Regarding promotion and marketing, the report refers to Bord Fáilte's annual reports. We get those in this House and we get an opportunity to discuss them. That is important, more particularly now with this White Paper, which is the first White Paper on Tourism. Giant strides can be taken and great improvements can be made. These annual reports will be very important. They have always been important but since we are trying to catch up, from a very low base, on the potential in tourism in the future.
The primary objective in many of our market reports is to increase and diffuse information about Ireland. Bord Fáilte have been very successful in this regard and, from my personal point of view, Bord Fáilte have been very helpful with regard to information and suggestions. I have always found them most helpful. I believe their efforts in this regard, while costly, have been very successful.
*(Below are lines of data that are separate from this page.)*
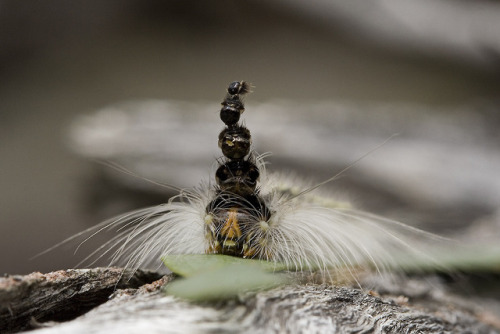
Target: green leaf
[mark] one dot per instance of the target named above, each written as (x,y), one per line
(192,264)
(219,277)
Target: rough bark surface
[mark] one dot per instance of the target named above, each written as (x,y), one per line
(410,306)
(60,295)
Senator Lynch has gone into the area of access transport in great detail. I will not go over the ground he covered very comprehensively. At the end it says:
More specifically the Minister for Communications will authorise, subject to minimum technical and other clearances, the development of "feeder" air services from Dublin, Cork and Shannon airports to Ireland's regional airports.
I am not from Knock and I have no vested interest in Knock Airport, but I feel I should refer to the success of Knock Airport and the success of Monsignor Horan. This is something that could and should be looked at.